A friend from that I knew from school (baby groups onwards) got in touch, and it’s both stirred up a bunch of bizarre teenage stuff & got me thinking about everything that’s happened in the decade since we were both a regular part of common lives. It’s a nice thing, it just took me by surprise (as has the extraneous reaction: a temporary shift from competent adult to angsty vulnerability). Instant snap to the worst parts of being that age.

I’m only in touch with one (excellent) person from my entire schooling, and that’s someone who left at a similar time to me. Everyone has baggage from school right? It’s not special. It wasn’t that I made a point of burning bridges, and more that I hadn’t realised I had crossed anything until it was too weird & loaded to look back.

“Any disease that is treated as a mystery and acutely enough feared will be felt to be morally, if not literally, contagious… Psychological theories of illness are a powerful means of placing the blame on the ill. Patients who are instructed that they have, unwittingly, caused their disease are also being made to feel that they have deserved it.”

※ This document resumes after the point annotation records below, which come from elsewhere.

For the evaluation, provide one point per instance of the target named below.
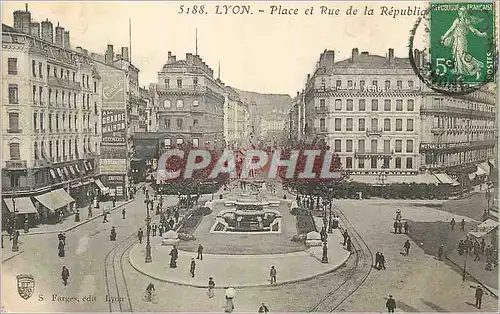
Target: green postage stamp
(462, 43)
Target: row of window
(37, 71)
(374, 124)
(398, 146)
(362, 84)
(179, 82)
(59, 146)
(349, 105)
(374, 163)
(167, 104)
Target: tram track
(117, 292)
(354, 277)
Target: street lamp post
(148, 231)
(15, 239)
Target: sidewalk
(69, 222)
(238, 270)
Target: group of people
(477, 249)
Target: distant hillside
(267, 103)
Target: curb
(240, 286)
(11, 257)
(77, 225)
(474, 278)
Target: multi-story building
(366, 108)
(236, 119)
(191, 104)
(50, 108)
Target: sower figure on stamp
(65, 275)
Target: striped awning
(23, 205)
(446, 179)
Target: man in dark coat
(174, 254)
(140, 235)
(479, 296)
(407, 247)
(65, 275)
(192, 267)
(200, 252)
(390, 304)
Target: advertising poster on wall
(114, 120)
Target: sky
(262, 52)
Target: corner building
(366, 108)
(51, 109)
(191, 104)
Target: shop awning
(446, 179)
(52, 174)
(23, 205)
(53, 200)
(484, 228)
(483, 169)
(101, 186)
(419, 178)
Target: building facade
(51, 110)
(190, 104)
(236, 119)
(366, 108)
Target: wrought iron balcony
(15, 164)
(374, 132)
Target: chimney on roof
(35, 29)
(59, 35)
(416, 57)
(125, 55)
(391, 56)
(108, 57)
(67, 43)
(47, 31)
(355, 54)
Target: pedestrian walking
(345, 235)
(263, 308)
(211, 287)
(65, 275)
(479, 296)
(349, 244)
(390, 304)
(192, 267)
(377, 260)
(200, 252)
(407, 247)
(273, 274)
(440, 252)
(140, 235)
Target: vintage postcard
(243, 156)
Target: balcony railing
(376, 132)
(454, 145)
(15, 164)
(321, 110)
(64, 83)
(359, 154)
(196, 129)
(457, 111)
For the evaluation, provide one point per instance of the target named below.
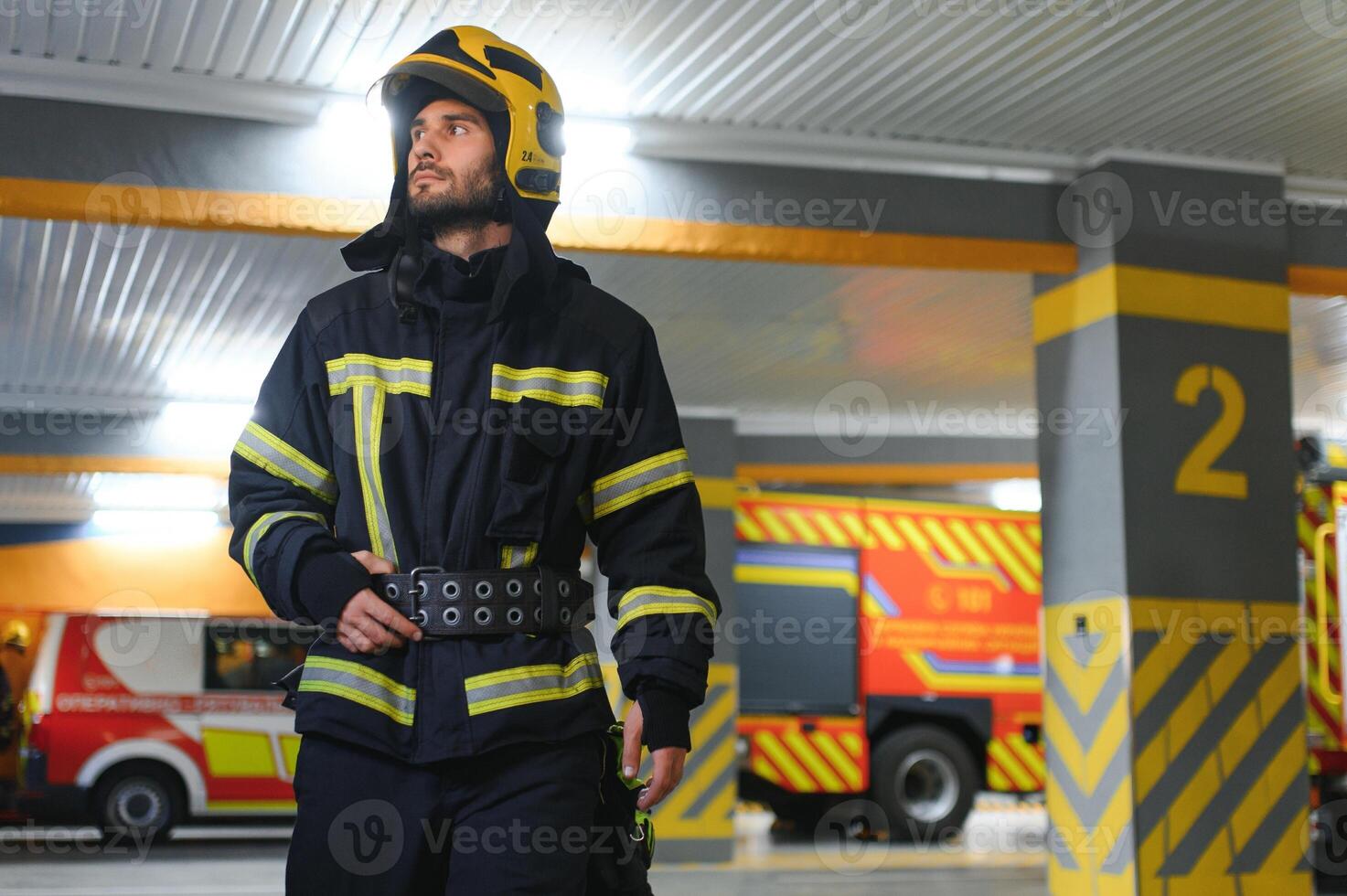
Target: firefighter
(424, 460)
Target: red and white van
(140, 721)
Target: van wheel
(142, 801)
(925, 781)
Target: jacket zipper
(430, 445)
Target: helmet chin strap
(407, 267)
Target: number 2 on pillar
(1195, 475)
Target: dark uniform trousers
(513, 819)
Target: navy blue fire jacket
(515, 411)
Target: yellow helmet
(16, 635)
(495, 76)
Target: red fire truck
(934, 693)
(892, 648)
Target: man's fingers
(631, 744)
(395, 620)
(373, 563)
(375, 631)
(360, 645)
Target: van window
(248, 655)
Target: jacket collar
(529, 258)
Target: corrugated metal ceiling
(1244, 80)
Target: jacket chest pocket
(532, 461)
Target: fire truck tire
(925, 781)
(142, 801)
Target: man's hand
(668, 760)
(368, 624)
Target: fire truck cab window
(248, 656)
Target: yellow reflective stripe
(358, 697)
(362, 671)
(283, 461)
(570, 389)
(261, 528)
(390, 375)
(532, 685)
(648, 600)
(369, 423)
(529, 671)
(551, 372)
(518, 555)
(640, 480)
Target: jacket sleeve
(644, 517)
(283, 495)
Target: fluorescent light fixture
(158, 492)
(589, 93)
(199, 427)
(360, 130)
(1017, 495)
(593, 142)
(159, 525)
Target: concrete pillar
(1173, 710)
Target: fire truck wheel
(137, 799)
(925, 779)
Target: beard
(466, 202)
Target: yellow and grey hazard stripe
(284, 461)
(634, 483)
(261, 527)
(572, 389)
(532, 683)
(368, 403)
(515, 557)
(361, 685)
(390, 375)
(648, 600)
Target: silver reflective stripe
(283, 461)
(392, 375)
(361, 685)
(549, 384)
(649, 600)
(261, 528)
(368, 403)
(532, 685)
(640, 480)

- “Illness as Metaphor and AIDS and Its Metaphors”

I didn’t know how to be around people whose lives seemed to be continuing fine, and didn’t know how to articulate what I needed (or what that even was). I conflated my legitimate disenchantment/ alienation/ whatever with politics & structures with everything else. Frankly, teenagers were much nicer than the legally responsible adults but it was unconsciously easier to group everyone under “people” than muddle that one out, especially when I obviously wasn’t well. Blah blah reasons for being horribly antisocial blah.

Anyway, it’s lovely & I’m excited to catch up. Otherwise? I’ve been reading (finally finished the Bridge trilogy!), gardening, and revisiting design assignments. I still want to focus on improving my sketching and physical prototyping skills, although encouragingly they’re not as bad as I’d remembered. I’ve started “Citizen Designer”, and am looking forward to considering design theory & manufacturing again in October with the OU. These are new course versions, so it’ll be interesting to see how the structure and contents have changed. I didn’t realise until today that it was the solstice but have felt unusually aware of the seasons shifting. I’m not sure if more gets done in summer or it just deceptively feels that way. Regardless, it’s satisfying.